Though the sports science community are looking at ways athletes can improve carbohydrate storage, capacity is relatively limited in the human body. So it's crucial to maximise the uptake rate an athlete can tolerate when training and racing. The average athlete has an upper ceiling of carbohydrate intake per hour is around 60 - 90 g/h; depending on the mix of carbohydrates. However, elite athletes are now using fuelling strategies where they will consume 100 - 120 g/h.
Van der Poel’s nutrition sticker from Flanders offers a glimpse into the way Alpecin-Fenix share rider nutrition plans via simple symbols that represent a specific fuelling method.
The sticker symbols, filled-in circles are rice cakes, the rectangles are energy bars, the gel-like graphics are, well, gels, and the bottles are bottles of energy drink. The smiley face emoji visible at the 200 km mark – shortly before the penultimate ascent of the Oude Kwaremont – represents a caffeine gel. Within each fuelling method, different colours represent different options.

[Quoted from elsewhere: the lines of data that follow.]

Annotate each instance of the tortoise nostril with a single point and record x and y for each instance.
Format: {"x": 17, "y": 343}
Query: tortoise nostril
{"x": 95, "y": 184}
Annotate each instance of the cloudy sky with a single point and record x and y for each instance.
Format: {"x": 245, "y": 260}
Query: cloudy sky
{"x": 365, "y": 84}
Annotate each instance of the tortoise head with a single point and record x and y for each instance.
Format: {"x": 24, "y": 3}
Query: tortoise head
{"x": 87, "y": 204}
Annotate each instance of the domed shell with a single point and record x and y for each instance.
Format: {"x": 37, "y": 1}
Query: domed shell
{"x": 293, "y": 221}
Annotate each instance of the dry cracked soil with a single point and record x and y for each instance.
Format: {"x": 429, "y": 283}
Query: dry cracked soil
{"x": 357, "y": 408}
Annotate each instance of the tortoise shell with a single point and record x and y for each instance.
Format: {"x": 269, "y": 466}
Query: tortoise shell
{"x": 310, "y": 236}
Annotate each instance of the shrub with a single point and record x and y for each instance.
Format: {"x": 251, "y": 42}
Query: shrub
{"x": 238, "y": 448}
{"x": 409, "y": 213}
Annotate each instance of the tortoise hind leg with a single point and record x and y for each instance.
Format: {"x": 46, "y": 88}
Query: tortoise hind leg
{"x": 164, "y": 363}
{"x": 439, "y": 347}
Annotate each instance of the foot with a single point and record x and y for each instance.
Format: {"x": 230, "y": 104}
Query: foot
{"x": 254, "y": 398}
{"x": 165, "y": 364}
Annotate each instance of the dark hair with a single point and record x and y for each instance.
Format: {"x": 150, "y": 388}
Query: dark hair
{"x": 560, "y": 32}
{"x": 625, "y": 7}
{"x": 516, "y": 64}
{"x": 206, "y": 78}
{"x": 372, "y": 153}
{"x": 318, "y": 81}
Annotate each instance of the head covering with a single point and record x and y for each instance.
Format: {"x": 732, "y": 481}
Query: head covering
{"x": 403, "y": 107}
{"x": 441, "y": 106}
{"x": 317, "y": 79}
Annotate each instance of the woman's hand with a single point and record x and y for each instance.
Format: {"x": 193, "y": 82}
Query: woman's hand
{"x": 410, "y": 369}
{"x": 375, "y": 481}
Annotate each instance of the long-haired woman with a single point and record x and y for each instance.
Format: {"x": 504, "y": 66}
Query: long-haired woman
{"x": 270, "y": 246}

As Van der Poel’s nutrition sticker at Flanders shows, the fuelling method is based on the calorie demand per hour, race day temperature and the type of course to be ridden. Rice cakes and bars early on when the pace is easier and gels and extra fluids later on. Colder conditions would require more calories from food, warmer conditions more calories from liquids plus additional water and electrolytes.
You'll notice that riders will have a gel taped to a bottle when they receive a feed, just to make sure they always have enough carbohydrate for the next 30 - 45 minutes. MVDP consumes between 100 and 120 grams of carbohydrates per hour at a race like the Tour of Flanders, which equates to 400 to 480 calories in carbohydrate form per hour.
MVDP has had to train his gut to maximize the uptake. If you take an INSCYD PPD test its possible to determine your carb and fat combustion rates. Once you understand these values there are many training and dietary strategies you can use to train your gut and then use combustion rates to pace your training and racing.
The perfect pacing strategy depends on three elements:
1. How many grams of carbohydrates do you combust?
2. How big are your glycogen stores?
3. How many carbohydrates can you absorb in an hour?